La promesa de convertir Gaza en un “centro tecnológico mediterráneo” suena a modernidad, pero en un contexto de destrucción total y control externo, se parece más a un plan para crear un prototipo de territorio neoliberal, donde la soberanía sobre los recursos y la economía se intercambia por infraestructuras relucientes. Como advirtió un economista palestino, “Gaza no necesita un Dubai; necesita justicia económica”. Lo que se está cocinando, sin embargo, es un paraíso para las corporaciones y una jaula de oro para los palestinos.

Los documentos que otorgan legitimidad a este entramado— El Plan de Paz para Gaza de 20 Puntos, la Resolución 2735 del Consejo de Seguridad de la ONU y la Carta de la GITA forman una maraña legal que consolida este nuevo statu quo. Son textos que convierten la asimetría de poder en derecho internacional. La Hoja de Ruta del Cuarteto integrado por la Unión Europea, Rusia, las Naciones Unidas y los Estados Unidos, actualizada, sigue prometiendo un Estado palestino en un horizonte siempre movedizo, condicionado a reformas que una Autoridad Palestina debilitada y desacreditada difícilmente puede cumplir.

Este marco no es neutral; es, como señaló la relatora de la ONU Francesca Albanese, “una fachada para perpetuar la ocupación bajo un barniz humanitario”. La Fuerza de Estabilización Internacional de 10.000 soldados egipcios y jordanos, bajo paraguas de la Junta de Paz, no está ahí para proteger a los palestinos, sino para garantizar que el experimento no sea alterado por resistencias internas.

Al final, el humo que se eleva de las ruinas de Gaza no es solo el de la pólvora y el hormigón triturado. Es una fábrica de olvido. Un olvido activo, planificado, que pretende enterrar las causas de un conflicto de décadas bajo toneladas de cemento nuevo y bajo la retórica hueca de la “paz” y la “prosperidad”. La Junta de Paz de Trump y Blair no es la solución, es la culminación de un proceso de desposesión que ahora se viste con chaleco antibalas y lleva una carpeta de proyectos.

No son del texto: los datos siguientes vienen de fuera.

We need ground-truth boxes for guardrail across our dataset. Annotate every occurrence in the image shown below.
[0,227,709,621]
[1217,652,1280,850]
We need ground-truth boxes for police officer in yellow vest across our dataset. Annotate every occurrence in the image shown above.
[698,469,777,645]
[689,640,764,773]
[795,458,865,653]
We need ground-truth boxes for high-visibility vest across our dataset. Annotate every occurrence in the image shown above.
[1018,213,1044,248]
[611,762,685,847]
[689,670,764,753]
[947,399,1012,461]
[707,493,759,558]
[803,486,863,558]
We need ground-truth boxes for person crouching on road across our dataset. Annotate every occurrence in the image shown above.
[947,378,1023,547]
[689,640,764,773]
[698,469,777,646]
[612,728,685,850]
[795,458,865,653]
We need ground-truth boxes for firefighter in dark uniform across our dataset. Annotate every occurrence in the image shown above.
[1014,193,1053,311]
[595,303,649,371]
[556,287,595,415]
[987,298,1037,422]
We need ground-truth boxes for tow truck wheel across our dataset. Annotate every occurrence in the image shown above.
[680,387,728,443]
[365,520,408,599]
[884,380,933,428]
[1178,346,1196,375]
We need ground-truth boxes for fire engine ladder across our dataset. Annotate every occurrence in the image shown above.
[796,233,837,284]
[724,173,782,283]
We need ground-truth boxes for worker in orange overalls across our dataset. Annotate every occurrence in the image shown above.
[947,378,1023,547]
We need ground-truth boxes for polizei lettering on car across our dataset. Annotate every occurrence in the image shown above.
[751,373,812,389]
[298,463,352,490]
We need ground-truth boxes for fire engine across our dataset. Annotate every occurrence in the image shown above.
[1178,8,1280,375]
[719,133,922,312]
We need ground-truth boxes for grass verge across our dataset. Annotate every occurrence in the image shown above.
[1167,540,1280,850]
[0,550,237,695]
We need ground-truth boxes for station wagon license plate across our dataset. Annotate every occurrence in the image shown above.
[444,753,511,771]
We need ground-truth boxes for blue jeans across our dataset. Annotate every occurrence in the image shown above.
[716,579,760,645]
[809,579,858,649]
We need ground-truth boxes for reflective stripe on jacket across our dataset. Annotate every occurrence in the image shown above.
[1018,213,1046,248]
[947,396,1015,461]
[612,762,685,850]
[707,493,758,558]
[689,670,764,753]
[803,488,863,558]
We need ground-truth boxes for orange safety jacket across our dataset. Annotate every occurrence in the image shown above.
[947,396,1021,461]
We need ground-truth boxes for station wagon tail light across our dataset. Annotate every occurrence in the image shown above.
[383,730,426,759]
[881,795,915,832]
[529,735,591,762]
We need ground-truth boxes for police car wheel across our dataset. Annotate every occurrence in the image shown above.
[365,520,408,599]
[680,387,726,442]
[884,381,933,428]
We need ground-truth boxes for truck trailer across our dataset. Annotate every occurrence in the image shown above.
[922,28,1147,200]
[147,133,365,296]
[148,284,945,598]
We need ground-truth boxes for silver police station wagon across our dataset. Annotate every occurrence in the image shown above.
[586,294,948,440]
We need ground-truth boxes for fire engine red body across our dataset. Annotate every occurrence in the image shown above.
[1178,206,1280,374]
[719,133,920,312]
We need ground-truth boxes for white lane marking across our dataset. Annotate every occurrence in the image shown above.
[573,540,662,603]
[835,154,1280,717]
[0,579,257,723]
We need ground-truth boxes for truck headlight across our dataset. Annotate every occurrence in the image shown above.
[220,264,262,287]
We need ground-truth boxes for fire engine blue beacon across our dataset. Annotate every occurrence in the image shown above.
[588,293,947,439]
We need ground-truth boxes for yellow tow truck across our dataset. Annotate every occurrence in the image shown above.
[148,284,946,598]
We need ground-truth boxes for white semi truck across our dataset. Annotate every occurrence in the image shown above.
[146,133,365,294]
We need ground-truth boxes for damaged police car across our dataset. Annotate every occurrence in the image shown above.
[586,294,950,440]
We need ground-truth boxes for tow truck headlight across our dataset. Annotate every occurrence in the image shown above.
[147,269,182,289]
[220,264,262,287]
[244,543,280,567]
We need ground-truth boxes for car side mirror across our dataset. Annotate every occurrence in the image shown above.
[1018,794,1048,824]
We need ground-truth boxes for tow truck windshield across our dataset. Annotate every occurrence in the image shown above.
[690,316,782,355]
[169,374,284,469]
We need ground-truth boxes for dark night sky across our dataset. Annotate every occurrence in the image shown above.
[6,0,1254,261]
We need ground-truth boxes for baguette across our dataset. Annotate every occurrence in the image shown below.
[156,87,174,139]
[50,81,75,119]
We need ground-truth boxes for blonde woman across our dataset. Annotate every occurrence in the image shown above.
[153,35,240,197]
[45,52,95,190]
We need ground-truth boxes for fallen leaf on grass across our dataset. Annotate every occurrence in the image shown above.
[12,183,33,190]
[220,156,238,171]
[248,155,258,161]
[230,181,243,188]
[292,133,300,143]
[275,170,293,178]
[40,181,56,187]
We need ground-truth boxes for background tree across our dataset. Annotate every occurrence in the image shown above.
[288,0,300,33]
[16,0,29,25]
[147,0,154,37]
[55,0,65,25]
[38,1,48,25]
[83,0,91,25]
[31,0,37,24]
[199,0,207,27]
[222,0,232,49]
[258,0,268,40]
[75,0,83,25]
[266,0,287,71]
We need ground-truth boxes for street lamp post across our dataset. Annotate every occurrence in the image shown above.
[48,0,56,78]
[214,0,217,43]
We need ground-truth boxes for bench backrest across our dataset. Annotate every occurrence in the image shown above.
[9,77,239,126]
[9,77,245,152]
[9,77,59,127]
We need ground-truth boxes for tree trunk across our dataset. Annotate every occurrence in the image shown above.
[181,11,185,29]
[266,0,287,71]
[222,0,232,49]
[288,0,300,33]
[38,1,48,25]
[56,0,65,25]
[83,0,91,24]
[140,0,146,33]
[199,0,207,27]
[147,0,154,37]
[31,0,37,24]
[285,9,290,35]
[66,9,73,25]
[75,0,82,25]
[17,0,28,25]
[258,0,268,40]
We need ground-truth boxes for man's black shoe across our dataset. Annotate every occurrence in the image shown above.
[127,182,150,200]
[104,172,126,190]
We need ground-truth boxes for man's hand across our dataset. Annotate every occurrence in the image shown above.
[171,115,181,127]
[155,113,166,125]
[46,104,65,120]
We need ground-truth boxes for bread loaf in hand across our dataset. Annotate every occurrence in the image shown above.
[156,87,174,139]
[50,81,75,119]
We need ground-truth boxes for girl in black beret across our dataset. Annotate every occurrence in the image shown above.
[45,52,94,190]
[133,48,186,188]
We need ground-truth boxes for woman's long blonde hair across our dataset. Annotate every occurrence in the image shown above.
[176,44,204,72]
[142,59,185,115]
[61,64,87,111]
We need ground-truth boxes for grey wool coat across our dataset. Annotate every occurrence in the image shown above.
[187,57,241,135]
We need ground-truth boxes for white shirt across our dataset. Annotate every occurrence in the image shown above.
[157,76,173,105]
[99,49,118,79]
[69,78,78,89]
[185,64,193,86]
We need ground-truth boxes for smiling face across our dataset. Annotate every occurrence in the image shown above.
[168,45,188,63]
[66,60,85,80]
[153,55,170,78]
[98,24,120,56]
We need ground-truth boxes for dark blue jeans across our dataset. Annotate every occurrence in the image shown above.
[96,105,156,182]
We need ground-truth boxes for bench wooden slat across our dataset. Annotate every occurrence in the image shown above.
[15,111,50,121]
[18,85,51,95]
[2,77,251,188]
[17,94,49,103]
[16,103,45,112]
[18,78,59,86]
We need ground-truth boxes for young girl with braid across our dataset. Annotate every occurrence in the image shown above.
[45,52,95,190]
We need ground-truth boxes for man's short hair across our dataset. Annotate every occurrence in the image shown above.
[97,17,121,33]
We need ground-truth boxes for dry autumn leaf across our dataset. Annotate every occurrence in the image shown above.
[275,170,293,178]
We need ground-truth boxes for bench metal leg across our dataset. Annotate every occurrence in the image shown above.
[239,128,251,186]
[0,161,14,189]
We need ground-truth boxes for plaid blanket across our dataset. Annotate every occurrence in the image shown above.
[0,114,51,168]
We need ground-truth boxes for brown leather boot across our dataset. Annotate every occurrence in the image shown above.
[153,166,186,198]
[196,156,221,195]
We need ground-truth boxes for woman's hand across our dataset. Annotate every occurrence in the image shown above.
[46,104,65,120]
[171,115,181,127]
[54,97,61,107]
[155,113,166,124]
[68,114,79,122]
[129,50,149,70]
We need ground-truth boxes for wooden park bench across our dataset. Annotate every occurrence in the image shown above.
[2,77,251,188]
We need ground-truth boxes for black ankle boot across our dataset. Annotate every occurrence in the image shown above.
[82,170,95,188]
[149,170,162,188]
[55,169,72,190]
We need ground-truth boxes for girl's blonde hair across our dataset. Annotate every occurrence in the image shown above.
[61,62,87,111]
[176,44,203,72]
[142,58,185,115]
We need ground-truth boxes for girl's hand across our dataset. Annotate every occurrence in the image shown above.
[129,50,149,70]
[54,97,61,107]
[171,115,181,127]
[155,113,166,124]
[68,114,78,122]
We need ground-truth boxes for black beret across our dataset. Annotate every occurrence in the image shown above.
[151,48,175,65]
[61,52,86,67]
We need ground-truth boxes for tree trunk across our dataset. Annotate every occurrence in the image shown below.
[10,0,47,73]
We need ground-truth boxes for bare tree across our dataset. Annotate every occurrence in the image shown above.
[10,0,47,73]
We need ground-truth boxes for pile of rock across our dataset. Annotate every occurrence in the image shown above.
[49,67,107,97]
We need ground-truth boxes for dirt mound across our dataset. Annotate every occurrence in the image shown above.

Es el intento de demostrar que un pueblo puede ser pacificado no solo con bombas, sino con contratos, algoritmos y la promesa de un futuro administrado por otros. El verdadero conflicto por Gaza ya no se libra solo entre las ruinas, se libra en las salas de juntas de esta nueva administración, donde se decide si Gaza será, por fin, un hogar para su pueblo o el laboratorio definitivo de un nuevo colonialismo, limpio, digital y, quizás, brutalmente eficiente.